# help need on building .mac backup alternative



## J5 (Aug 31, 2002)

Hey all - 
I've decided to start work on an alternative backup app, to compete with Apple's latest .mac offerings. To avoid duplication - here's the link to my other thread:

http://www.macosx.com/forums/showthread.php?threadid=22079

The app will be open-source and free. I just need a little help from some programmers with a little more Cocoa/mac programming experience than I have. Check the other thread for more info. If anyone is interested in helping out, drop me an email.

jrobinso@nycap.rr.com

j5


----------



## J5 (Sep 1, 2002)

I've just submitted the project on SourceForge.net for approval, under the name "opendotmac". I'll post again when the project is accepted, or if for any reason rejected. 

j5


----------



## strobe (Sep 2, 2002)

I humbly suggest an HFS+ compatible version of rsync


----------



## DavidBaker (Sep 3, 2002)

Hi,
I just finished up an application called PsyncX which sounds remarkably like the application you are talking about.  You can download it from my website http://sourceforge.net/projects/psyncx

Do you think we should just use this app?

David


----------



## J5 (Sep 3, 2002)

Hey David -
Looks like it's a great start! I'm downloading it now... I'll post again once I've checked it out. Some of the features I'm looking for are:

1. backup only files that are new or changed since the last backup

2. backup locations of files, so a restore is easy.

3. Be able to "roll-back" to a previous system... ie I install the latest version of Office, and it causes problems. I can simply roll back my system to before I installed.

That's a partial list - I can send you the full list so far if you want. Email me if you want to see it.

J5


----------



## strobe (Sep 6, 2002)

I'm not going to use that program until it copies ALL the HFS+ data. That means not only both forks but all attributes. It'll probably be easier to do this via Carbon.


----------



## DavidBaker (Sep 7, 2002)

It does!  Have you tried it?  It works fine on my computer and saves the resource fork of Adobe Photoshop files easily.

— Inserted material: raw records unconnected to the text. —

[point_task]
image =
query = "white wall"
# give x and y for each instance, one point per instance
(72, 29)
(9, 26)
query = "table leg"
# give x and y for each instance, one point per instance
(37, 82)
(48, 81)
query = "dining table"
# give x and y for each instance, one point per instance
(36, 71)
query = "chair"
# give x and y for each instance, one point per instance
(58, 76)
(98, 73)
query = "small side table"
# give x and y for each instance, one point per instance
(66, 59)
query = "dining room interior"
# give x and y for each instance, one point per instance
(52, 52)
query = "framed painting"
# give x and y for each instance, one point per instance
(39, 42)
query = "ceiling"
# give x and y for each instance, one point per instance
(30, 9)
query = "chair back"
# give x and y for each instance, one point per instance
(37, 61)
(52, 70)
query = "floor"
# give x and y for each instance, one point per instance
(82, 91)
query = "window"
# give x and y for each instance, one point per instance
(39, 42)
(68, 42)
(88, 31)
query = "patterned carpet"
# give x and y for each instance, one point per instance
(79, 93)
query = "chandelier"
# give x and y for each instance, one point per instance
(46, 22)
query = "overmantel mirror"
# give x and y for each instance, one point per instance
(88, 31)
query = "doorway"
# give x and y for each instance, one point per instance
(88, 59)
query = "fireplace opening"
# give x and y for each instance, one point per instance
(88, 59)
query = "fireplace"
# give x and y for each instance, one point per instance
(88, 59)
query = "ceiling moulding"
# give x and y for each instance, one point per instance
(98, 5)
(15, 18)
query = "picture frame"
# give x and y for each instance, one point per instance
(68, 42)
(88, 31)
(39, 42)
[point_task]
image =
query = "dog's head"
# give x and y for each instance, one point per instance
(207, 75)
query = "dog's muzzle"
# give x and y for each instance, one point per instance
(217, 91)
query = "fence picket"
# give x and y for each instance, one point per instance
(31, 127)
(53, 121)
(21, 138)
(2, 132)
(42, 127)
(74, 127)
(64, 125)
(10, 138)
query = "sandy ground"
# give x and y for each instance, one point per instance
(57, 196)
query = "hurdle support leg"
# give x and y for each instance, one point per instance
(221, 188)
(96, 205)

Give it a try before you run it down! 

David


----------



## Captain Code (Sep 7, 2002)

How hard would it be to add the ability to burn to a CD?

I assume that Apple probably provides APIs to the CD burning capabilities built into OS X?


----------



## DavidBaker (Sep 7, 2002)

I don't know.  I haven't looked yet, but that does look like a capability that would be really nice to add.  Unfortunately, I'm not going to be spending tons of time working on this app in the immediate future (although I will work on it when I can) because I'm pretty busy with school.  However, I'll keep updating when I get the chance and then submit the new update to VersionTracker.

If people would like me to email them directly, let me know (using PM) and I will add you to my list.

David


----------